THE clock has struck noon; ere it thrice tell the hours
We shall meet round the table that blushes with flowers
And I shall blush deeper with shame-driven blood
That I came to the banquet and brought not a bud.

Who cares that his verse is a beggar in art
If you see through its rags the full throb of his heart?
Who asks if his comrade is battered and tanned
When he feels his warm soul in the clasp of his hand?

No! be it an epic or be it a line
The Boys will all love it because it is mine;
I sung their last song on the morn of the day
That tore from their lives the last blossom of May.

It is not the sunset that glows in the wine
But the smile that beams over it makes it divine;
I scatter these drops and behold as they fall
The day-star of memory shines through them all!

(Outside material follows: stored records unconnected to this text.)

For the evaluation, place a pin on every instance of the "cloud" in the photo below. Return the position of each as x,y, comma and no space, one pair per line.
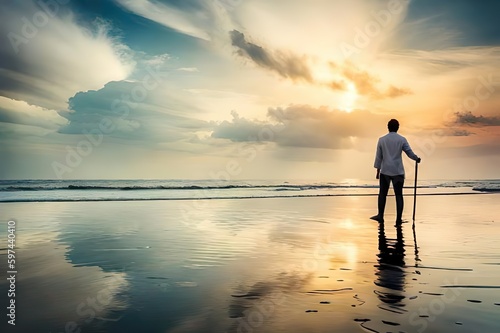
366,84
20,112
303,126
296,68
46,64
195,19
129,119
467,118
286,65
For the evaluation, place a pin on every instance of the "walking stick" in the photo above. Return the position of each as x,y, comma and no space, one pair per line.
415,192
414,209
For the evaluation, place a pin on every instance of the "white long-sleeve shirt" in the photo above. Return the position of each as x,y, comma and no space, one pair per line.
389,149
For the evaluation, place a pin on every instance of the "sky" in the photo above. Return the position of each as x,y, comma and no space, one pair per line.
246,89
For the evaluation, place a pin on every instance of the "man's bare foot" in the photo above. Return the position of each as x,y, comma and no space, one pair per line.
377,218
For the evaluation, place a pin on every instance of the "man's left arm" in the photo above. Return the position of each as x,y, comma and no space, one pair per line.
409,152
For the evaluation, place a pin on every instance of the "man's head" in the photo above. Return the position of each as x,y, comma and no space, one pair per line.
393,125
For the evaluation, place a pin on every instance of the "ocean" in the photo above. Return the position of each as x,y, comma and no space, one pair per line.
130,190
97,256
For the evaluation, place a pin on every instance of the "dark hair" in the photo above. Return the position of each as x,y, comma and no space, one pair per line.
393,125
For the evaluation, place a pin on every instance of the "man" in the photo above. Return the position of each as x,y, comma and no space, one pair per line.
389,165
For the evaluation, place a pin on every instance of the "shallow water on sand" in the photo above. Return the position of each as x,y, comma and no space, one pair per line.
255,265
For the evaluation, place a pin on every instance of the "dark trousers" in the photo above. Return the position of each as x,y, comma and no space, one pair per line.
397,183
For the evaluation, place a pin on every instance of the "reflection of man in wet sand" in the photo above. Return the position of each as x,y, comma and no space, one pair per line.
390,168
391,265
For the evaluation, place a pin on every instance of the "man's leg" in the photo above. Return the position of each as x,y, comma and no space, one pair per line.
398,184
382,194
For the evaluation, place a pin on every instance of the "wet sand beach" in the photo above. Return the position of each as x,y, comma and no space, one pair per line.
256,265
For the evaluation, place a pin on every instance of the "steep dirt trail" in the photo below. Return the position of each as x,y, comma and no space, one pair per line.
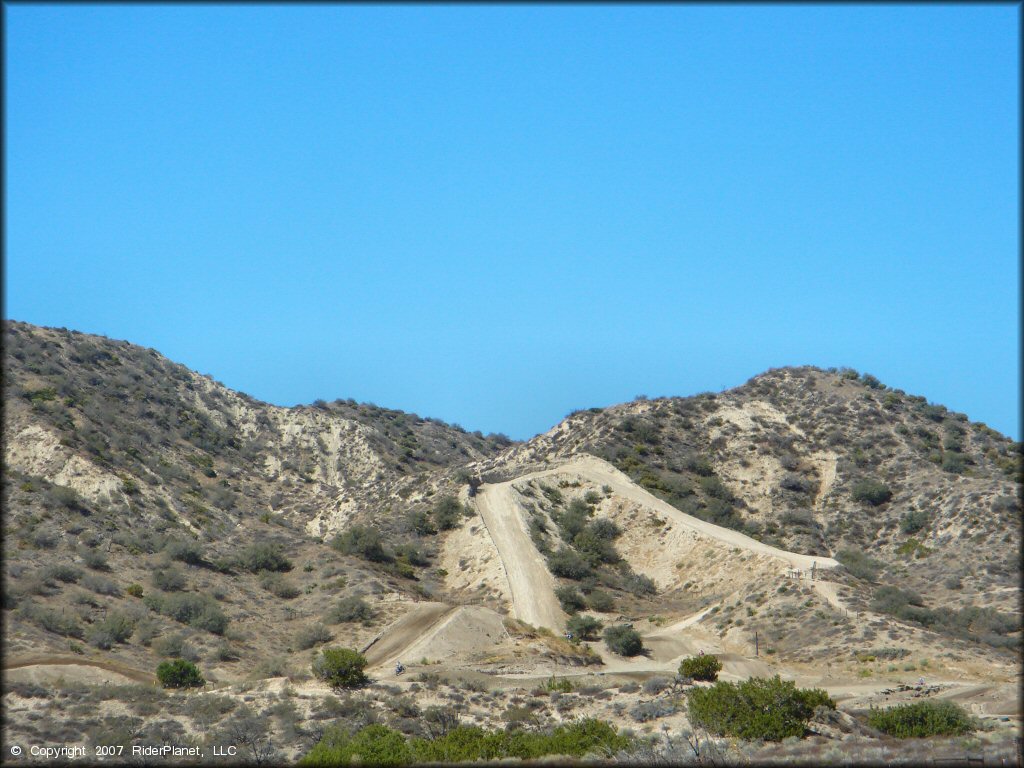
601,472
57,660
404,632
531,585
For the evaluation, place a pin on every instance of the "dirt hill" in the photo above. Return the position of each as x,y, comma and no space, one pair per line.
813,523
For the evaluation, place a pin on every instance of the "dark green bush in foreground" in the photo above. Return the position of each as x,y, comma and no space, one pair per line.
623,640
378,744
700,668
340,668
768,709
922,719
179,674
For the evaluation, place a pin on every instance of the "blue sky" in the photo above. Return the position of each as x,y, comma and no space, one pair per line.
497,214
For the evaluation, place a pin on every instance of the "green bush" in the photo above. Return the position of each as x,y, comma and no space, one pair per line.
601,601
351,608
365,542
340,668
756,709
859,564
700,668
373,744
870,492
263,556
922,720
179,674
913,521
200,611
313,635
280,587
584,628
623,640
570,599
184,551
569,564
169,580
448,513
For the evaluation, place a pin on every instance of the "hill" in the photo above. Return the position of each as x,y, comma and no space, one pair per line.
812,523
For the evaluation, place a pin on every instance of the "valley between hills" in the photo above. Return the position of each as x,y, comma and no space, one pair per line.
815,524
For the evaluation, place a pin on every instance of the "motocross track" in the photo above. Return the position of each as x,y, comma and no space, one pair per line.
38,668
423,630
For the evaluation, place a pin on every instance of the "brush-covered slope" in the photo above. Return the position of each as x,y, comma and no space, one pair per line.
907,495
139,489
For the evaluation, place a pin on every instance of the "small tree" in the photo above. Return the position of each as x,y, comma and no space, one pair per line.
768,709
583,627
341,668
179,674
623,640
871,492
700,668
570,600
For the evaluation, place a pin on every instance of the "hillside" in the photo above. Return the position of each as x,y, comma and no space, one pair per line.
813,523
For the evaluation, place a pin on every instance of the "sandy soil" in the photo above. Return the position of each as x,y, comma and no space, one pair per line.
531,585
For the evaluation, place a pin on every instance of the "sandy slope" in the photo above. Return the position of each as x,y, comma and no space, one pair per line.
398,635
601,472
531,585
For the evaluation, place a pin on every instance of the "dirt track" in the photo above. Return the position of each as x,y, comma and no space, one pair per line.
57,660
531,585
601,472
396,637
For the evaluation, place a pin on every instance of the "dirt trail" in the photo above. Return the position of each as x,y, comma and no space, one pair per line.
601,472
402,633
57,660
531,585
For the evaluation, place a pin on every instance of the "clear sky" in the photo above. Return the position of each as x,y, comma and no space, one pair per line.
497,214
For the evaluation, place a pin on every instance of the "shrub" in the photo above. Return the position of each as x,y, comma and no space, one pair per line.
363,541
859,564
570,600
584,628
569,564
913,521
62,572
623,640
756,709
184,551
594,547
95,559
351,608
448,513
922,720
420,522
601,601
870,492
263,556
179,674
652,710
169,580
313,635
340,668
197,610
280,587
374,744
100,585
700,668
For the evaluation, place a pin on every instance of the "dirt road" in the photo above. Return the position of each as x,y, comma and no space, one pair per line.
45,663
531,585
402,633
601,472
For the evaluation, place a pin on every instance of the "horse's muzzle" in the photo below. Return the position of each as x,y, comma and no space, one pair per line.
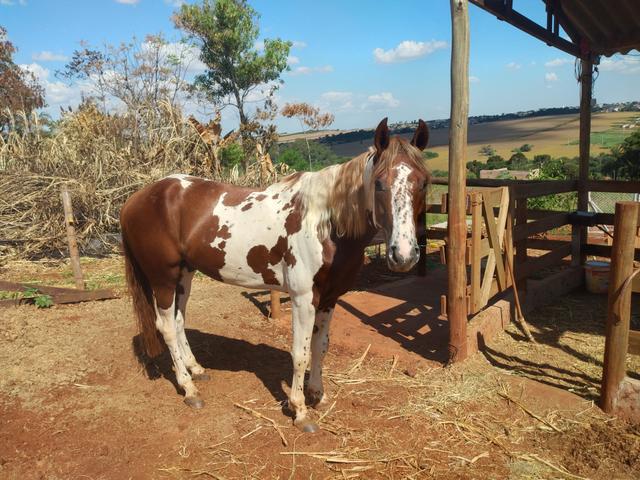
399,262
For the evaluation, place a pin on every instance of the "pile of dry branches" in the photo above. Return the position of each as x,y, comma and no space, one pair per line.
102,158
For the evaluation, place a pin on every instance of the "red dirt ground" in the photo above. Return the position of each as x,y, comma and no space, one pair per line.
75,402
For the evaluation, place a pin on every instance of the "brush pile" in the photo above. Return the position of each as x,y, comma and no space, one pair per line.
103,159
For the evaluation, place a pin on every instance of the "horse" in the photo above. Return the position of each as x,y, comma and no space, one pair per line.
304,235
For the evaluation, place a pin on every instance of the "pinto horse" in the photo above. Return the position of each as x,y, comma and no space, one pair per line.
305,235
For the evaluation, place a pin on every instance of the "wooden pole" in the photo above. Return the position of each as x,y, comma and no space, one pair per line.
275,304
579,234
619,305
457,227
74,253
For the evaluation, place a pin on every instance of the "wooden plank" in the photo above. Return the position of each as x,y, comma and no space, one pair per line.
534,264
525,230
475,251
634,342
491,259
275,304
495,240
619,304
617,186
546,244
604,251
74,252
456,268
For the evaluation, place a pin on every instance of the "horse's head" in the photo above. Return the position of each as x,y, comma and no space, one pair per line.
401,182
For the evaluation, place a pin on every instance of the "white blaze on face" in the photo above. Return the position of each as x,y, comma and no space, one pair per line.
403,235
184,179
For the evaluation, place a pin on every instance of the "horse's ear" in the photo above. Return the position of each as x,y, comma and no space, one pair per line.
381,140
421,137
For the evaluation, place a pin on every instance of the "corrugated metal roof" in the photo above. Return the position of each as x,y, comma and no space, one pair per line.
594,27
608,26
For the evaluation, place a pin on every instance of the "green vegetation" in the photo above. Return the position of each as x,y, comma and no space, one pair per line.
299,154
31,294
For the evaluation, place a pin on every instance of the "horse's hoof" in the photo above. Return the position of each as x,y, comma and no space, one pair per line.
194,402
201,377
308,426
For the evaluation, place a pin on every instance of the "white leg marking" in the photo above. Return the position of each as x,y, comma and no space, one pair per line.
319,347
302,319
166,324
184,289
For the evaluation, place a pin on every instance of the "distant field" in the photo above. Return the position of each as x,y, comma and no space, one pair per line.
554,135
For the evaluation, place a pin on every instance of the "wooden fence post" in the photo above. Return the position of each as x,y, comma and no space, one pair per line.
619,305
275,304
457,225
74,253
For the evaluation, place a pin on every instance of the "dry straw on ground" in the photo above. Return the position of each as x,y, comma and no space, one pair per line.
103,159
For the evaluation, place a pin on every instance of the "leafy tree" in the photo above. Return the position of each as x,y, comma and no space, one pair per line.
487,151
518,161
307,116
19,89
495,161
226,31
527,147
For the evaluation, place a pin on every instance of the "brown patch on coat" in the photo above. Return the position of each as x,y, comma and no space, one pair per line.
217,231
258,258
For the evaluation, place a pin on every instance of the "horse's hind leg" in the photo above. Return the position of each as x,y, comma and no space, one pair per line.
182,296
166,325
319,346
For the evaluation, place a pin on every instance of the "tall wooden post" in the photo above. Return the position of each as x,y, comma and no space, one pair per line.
457,227
74,252
619,306
579,234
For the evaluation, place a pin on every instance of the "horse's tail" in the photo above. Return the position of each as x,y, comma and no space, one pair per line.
142,299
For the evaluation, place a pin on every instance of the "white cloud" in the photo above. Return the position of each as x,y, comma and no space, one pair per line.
407,51
381,101
625,64
302,70
57,93
334,101
47,56
557,62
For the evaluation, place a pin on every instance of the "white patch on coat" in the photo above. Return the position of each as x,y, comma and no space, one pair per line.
403,235
263,224
184,179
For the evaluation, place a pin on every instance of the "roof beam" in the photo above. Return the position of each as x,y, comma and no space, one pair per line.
504,11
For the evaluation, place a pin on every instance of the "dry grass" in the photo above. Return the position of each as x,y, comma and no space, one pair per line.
102,159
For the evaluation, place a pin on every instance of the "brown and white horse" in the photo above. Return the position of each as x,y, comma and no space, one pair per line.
304,235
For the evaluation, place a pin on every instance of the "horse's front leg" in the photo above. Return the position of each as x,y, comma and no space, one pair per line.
319,347
303,320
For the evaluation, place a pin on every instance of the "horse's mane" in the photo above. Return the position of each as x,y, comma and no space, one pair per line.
342,195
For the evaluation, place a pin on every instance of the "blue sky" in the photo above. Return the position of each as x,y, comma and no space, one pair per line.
361,60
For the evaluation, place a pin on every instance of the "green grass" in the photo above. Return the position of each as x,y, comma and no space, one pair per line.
607,138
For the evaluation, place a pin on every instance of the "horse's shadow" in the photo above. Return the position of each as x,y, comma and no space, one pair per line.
214,352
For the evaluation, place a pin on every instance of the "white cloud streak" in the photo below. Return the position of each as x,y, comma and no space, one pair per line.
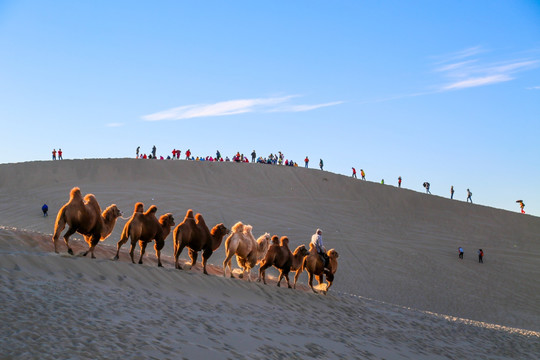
233,107
467,73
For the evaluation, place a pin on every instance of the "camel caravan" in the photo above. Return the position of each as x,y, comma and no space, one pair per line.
84,215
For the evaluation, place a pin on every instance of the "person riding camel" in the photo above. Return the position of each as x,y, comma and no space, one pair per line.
316,240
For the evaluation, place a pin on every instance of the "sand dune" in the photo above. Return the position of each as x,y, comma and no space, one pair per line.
400,290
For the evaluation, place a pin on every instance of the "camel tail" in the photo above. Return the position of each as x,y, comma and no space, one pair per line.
59,225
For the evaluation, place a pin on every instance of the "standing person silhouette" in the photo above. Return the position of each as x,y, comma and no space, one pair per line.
45,210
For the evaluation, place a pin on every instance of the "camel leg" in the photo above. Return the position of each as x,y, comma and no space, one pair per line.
286,278
132,250
92,242
311,281
227,263
142,244
158,254
193,255
205,256
262,273
177,253
298,272
118,246
70,232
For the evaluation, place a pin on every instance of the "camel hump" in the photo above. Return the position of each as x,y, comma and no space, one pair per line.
75,193
139,207
151,210
238,227
247,229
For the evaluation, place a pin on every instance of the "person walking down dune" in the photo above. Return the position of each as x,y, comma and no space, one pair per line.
521,206
469,195
316,240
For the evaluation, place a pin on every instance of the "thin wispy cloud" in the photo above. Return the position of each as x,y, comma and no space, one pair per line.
464,69
233,107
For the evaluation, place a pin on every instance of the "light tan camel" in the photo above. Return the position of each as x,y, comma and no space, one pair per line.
194,234
283,259
313,264
144,228
249,252
85,217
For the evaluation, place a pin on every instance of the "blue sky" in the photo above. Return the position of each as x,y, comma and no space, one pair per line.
440,91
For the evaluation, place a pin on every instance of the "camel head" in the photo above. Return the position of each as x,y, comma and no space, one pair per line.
238,227
218,232
139,207
166,220
111,213
151,210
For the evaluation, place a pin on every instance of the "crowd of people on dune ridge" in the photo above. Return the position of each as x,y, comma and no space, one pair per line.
278,159
83,215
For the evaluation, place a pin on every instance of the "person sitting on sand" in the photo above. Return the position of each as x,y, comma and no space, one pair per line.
316,240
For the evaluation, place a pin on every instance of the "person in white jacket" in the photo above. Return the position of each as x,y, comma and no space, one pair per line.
316,240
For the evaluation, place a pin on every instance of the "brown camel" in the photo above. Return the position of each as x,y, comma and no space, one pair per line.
249,252
283,259
85,217
313,264
194,234
145,227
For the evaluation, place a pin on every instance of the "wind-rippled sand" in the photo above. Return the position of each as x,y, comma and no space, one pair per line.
400,292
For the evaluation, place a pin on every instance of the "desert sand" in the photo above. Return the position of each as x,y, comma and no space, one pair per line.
400,291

And these are the last; they are drops that I stole
From a wine-press that crushes the life from the soul
But they ran through my heart and they sprang to my brain
Till our twentieth sweet summer was smiling again!

THE OLD MAN DREAMS

1854

OH for one hour of youthful joy!
Give back my twentieth spring!
I'd rather laugh a bright-haired boy
Than reign a gray-beard king.

Off with the spoils of wrinkled age!
Away with Learning's crown!
Tear out life's Wisdom-written page
And dash its trophies down!

One moment let my life-blood stream
From boyhood's fount of flame!
Give me one giddy reeling dream
Of life all love and fame

My listening angel heard the prayer
And calmly smiling said
"If I but touch thy silvered hair
Thy hasty wish hath sped.

"But is there nothing in thy track
To bid thee fondly stay
While the swift seasons hurry back
To find the wished-for day? "

"Ah truest soul of womankind!
Without thee what were life?
One bliss I cannot leave behind:
I'll take--my--precious--wife!"

The angel took a sapphire pen
And wrote in rainbow dew
/The man would be a boy again
And be a husband too!/

"And is there nothing yet unsaid
Before the change appears?
Remember all their gifts have fled
With those dissolving years."

"Why yes;" for memory would recall
My fond paternal joys;
"I could not bear to leave them all
I'll take--my--girl--and--boys."

The smiling angel dropped his pen--
"Why this will never do;
The man would be a boy again
And be a father too!"

And so I laughed--my laughter woke
The household with its noise--
And wrote my dream when morning broke
To please the gray-haired boys.

REMEMBER--FORGET

1855

AND what shall be the song to-night
If song there needs must be?
If every year that brings us here
Must steal an hour from me?
Say shall it ring a merry peal
Or heave a mourning sigh
O'er shadows cast by years long past
On moments flitting by?

Nay take the first unbidden line
The idle hour may send
No studied grace can mend the face
That smiles as friend on friend;
The balsam oozes from the pine
The sweetness from the rose
And so unsought a kindly thought
Finds language as it flows.

The years rush by in sounding flight
I hear their ceaseless wings;
Their songs I hear some far some near
And thus the burden rings
"The morn has fled the noon has past
The sun will soon be set
The twilight fade to midnight shade;
Remember-and Forget!"

Remember all that time has brought--
The starry hope on high
The strength attained the courage gained
The love that cannot die.
Forget the bitter brooding thought--
The word too harshly said
The living blame love hates to name
The frailties of the dead!

We have been younger so they say
But let the seasons roll
He doth not lack an almanac
Whose youth is in his soul.
The snows may clog life's iron track
But does the axle tire
While bearing swift through bank and drift
The engine's heart of fire?

I lift a goblet in my hand;
If good old wine it hold
An ancient skin to keep it in
Is just the thing we 're told.
We 're grayer than the dusty flask--
We 're older than our wine;
Our corks reveal the "white top" seal
The stamp of '29.

...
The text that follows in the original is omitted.